Blue Mistflower is rated for USDA zone 5-10 and RHS hardiness H5. Outside that range, grow it as a container plant that overwinters indoors before the first hard frost.
Blue Mistflower deep-dive guides
Every aspect of blue mistflower care, each with its own calibrated guide:
- Blue Mistflower watering schedule
- Blue Mistflower light requirements
- Best soil mix for blue mistflower
- Blue Mistflower fertilizing guide
- When to repot blue mistflower
- How to propagate blue mistflower
- Blue Mistflower growth rate & size
- Blue Mistflower cold hardiness
- Blue Mistflower temperature & humidity
- Is blue mistflower toxic to cats & dogs?
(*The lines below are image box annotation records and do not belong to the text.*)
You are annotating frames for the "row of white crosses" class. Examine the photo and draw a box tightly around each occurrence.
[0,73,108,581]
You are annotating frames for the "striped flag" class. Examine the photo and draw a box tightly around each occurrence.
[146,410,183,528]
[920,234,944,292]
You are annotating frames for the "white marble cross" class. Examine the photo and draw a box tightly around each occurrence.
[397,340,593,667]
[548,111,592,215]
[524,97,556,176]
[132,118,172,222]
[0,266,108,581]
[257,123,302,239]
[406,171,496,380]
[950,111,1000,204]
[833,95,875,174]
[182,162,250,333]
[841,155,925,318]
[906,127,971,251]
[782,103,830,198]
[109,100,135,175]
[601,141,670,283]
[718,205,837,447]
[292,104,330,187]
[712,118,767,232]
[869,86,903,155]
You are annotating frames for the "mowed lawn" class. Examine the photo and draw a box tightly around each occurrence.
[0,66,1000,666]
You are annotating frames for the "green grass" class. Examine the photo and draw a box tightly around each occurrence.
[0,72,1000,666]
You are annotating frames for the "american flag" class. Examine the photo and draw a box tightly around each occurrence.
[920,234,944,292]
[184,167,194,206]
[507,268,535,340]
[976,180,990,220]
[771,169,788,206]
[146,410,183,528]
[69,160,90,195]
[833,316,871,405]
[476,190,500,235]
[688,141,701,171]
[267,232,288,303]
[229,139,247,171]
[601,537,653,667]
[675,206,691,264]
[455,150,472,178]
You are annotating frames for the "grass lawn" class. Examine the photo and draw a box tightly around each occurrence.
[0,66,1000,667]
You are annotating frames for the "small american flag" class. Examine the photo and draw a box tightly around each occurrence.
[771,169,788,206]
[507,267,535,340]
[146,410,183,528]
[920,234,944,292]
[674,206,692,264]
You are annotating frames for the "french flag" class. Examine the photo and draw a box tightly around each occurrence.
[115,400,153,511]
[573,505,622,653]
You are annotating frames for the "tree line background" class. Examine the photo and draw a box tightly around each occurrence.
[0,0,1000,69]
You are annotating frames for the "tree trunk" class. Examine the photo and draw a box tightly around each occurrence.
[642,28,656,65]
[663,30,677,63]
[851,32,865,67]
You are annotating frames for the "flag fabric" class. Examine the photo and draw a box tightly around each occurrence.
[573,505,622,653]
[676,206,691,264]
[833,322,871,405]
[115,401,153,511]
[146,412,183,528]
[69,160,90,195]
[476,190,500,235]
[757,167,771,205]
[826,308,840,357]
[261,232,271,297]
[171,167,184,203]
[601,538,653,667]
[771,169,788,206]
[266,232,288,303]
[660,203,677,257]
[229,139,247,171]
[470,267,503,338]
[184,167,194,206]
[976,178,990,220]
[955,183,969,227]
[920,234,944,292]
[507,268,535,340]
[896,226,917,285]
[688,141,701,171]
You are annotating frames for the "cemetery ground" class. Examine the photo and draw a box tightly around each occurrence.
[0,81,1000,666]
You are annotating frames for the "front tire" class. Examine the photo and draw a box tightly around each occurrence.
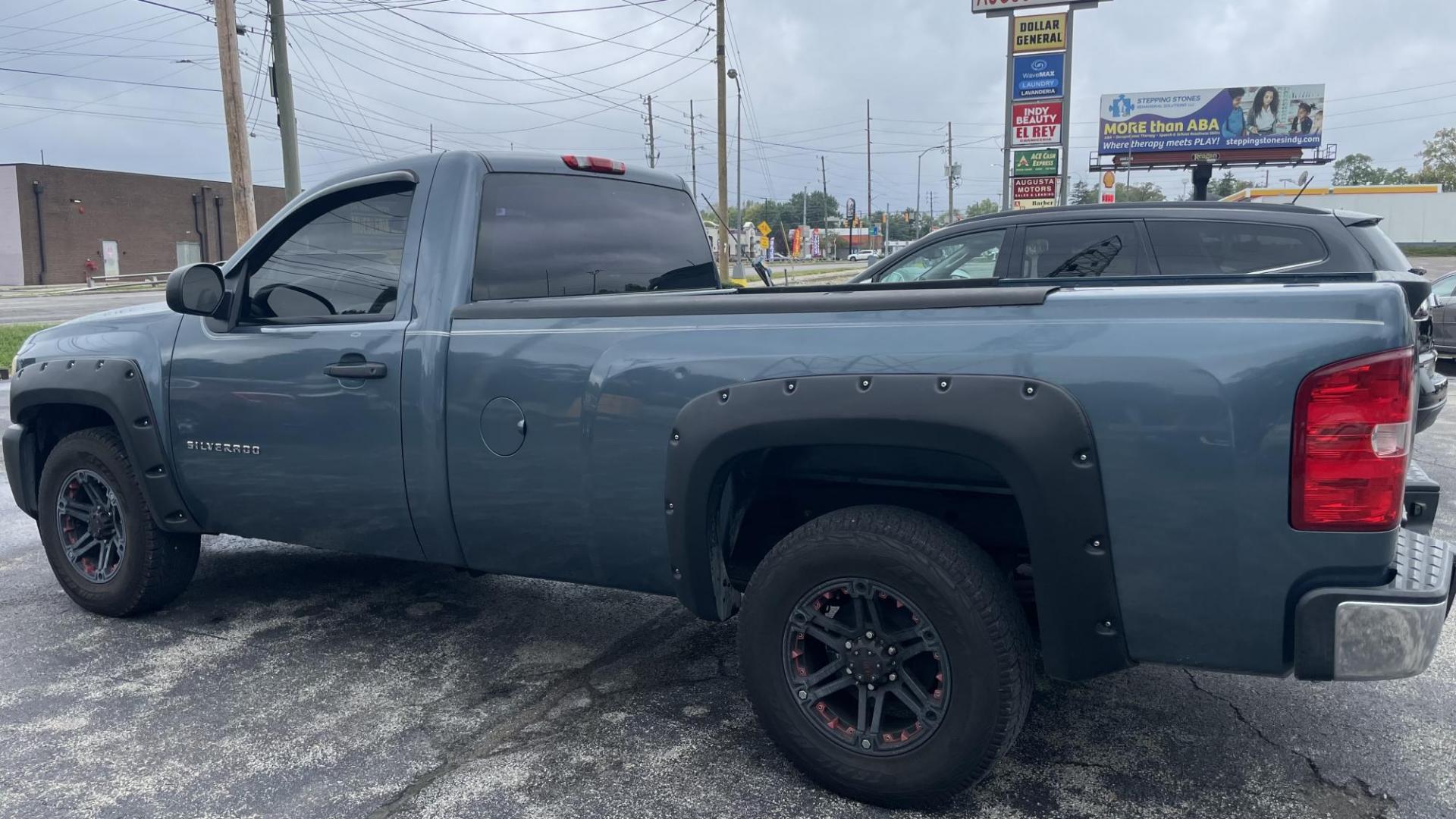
[738,506,1032,808]
[36,427,201,617]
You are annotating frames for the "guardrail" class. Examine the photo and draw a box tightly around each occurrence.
[67,272,171,293]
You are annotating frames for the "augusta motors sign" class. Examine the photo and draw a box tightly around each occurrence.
[1010,102,1062,146]
[971,0,1108,14]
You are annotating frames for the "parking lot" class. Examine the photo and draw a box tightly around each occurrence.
[0,370,1456,817]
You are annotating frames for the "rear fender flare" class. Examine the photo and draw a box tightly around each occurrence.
[665,375,1130,679]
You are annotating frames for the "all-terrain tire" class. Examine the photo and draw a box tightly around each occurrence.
[738,506,1034,808]
[36,427,201,617]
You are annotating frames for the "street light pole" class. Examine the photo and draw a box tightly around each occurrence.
[728,68,742,251]
[717,0,728,280]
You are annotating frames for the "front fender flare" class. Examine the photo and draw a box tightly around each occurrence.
[6,359,201,533]
[665,375,1131,679]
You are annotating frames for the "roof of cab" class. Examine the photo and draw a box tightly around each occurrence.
[479,150,689,191]
[956,201,1332,224]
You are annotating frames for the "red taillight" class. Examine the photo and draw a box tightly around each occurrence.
[560,153,628,175]
[1288,347,1415,532]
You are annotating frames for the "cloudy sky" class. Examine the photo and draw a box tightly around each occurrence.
[0,0,1456,210]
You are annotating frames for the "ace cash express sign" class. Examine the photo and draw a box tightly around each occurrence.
[1010,101,1062,146]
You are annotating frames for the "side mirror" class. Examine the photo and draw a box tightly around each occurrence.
[168,262,223,316]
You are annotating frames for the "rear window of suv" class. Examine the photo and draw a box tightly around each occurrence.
[470,174,718,302]
[1147,218,1329,275]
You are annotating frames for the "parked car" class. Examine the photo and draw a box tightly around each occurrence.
[853,202,1456,430]
[1429,270,1456,356]
[3,152,1451,805]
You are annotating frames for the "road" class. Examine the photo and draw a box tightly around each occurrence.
[0,287,166,324]
[0,388,1456,819]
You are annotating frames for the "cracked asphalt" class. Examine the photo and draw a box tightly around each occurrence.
[0,370,1456,819]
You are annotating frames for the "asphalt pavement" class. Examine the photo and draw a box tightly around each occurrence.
[0,372,1456,819]
[0,287,166,324]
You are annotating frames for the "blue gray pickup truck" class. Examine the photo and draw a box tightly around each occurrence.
[3,152,1451,805]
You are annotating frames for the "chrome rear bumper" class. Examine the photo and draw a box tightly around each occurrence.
[1294,529,1453,680]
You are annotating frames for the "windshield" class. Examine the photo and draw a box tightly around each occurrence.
[1350,221,1410,271]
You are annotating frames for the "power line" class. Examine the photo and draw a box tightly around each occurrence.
[136,0,217,24]
[288,0,667,17]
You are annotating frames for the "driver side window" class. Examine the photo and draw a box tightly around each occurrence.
[239,191,413,324]
[875,231,1006,284]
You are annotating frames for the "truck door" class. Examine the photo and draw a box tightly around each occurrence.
[444,167,718,590]
[169,172,424,558]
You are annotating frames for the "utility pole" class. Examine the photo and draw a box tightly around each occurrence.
[266,0,300,199]
[718,0,728,281]
[728,68,742,237]
[945,122,956,224]
[214,0,257,246]
[799,185,810,259]
[850,99,875,249]
[646,95,657,168]
[687,99,698,207]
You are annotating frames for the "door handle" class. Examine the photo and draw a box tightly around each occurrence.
[323,362,388,379]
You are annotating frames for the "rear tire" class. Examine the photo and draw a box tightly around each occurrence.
[738,506,1032,808]
[36,427,201,617]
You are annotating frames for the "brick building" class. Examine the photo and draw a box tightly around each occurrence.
[0,163,285,284]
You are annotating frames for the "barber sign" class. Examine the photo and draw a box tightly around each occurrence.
[1010,101,1063,146]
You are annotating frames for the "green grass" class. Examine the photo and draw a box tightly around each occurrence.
[1401,245,1456,256]
[0,322,55,367]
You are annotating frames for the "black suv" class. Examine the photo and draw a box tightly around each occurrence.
[853,202,1446,430]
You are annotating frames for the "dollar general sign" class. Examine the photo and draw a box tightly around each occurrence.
[1012,13,1067,54]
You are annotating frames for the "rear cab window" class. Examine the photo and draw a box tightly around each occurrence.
[872,229,1008,284]
[1146,218,1329,275]
[470,172,718,302]
[1350,218,1414,272]
[1021,221,1146,278]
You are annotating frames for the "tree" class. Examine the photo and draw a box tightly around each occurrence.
[962,198,1000,218]
[1334,152,1409,185]
[1209,171,1254,199]
[1420,128,1456,191]
[1117,182,1168,202]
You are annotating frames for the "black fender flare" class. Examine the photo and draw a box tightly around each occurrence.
[5,359,202,533]
[665,375,1131,679]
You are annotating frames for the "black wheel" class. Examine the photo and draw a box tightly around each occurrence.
[738,506,1032,808]
[36,427,199,617]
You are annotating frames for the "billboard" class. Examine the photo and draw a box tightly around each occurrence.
[971,0,1111,14]
[1010,177,1057,210]
[1010,11,1067,54]
[1098,84,1325,155]
[1010,99,1062,146]
[1010,149,1062,177]
[1012,52,1067,99]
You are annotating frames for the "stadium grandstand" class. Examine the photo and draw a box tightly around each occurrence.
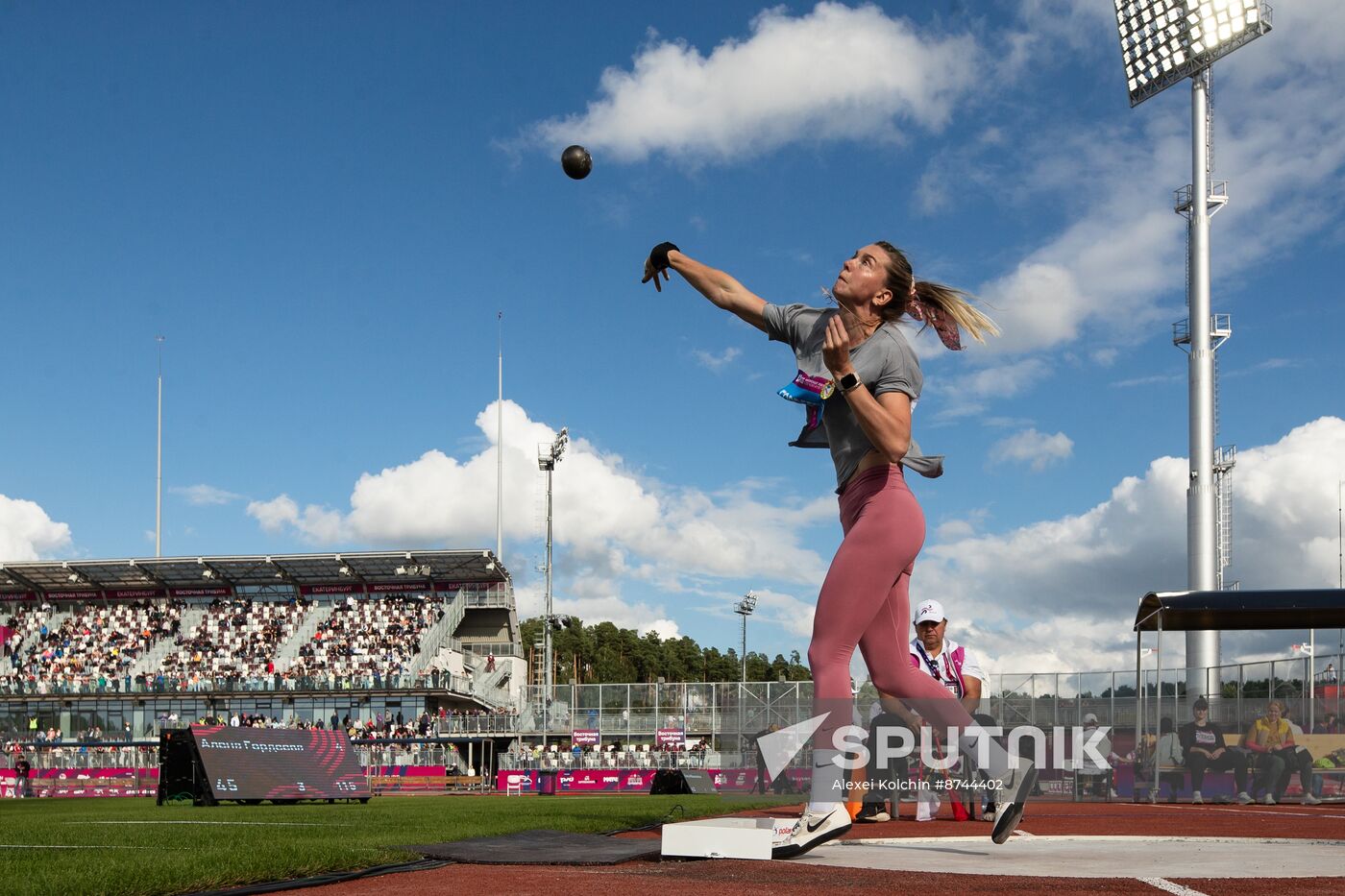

- Is blue mistflower toxic to cats?
- Is blue mistflower toxic to dogs?
- Getting blue mistflower to bloom
Featured in these plant shortlists
Blue Mistflower qualifies for 5 curated Growli shortlists — each one filtered objectively from our structured plant-care library, so the selection is consistent and checkable:
- Best drought-tolerant houseplants — Houseplants that prefer to dry out — forgiving of forgotten watering and ideal for travel or busy weeks.
- Best flowering houseplants — Indoor plants grown for their blooms — selected from the flowering species in Growli’s plant-care library.
- Best houseplants for full sun — Houseplants that want direct sun — the species for a hot south or west-facing windowsill where shade-lovers scorch.
- Best houseplants for a cool room — Houseplants that tolerate cool conditions down to about 10°C — for an unheated spare room, hallway, porch or a home kept cool.
- Best fast-growing houseplants — Houseplants documented as fast or vigorous growers — quick to fill a pot, cover a pole or trail down a shelf.
- Browse all 29 plant shortlists — pet-safe, low-light, drought-tolerant and more
Related guides
Blue Mistflower is also known as blue mistflower, blue boneset, and wild ageratum.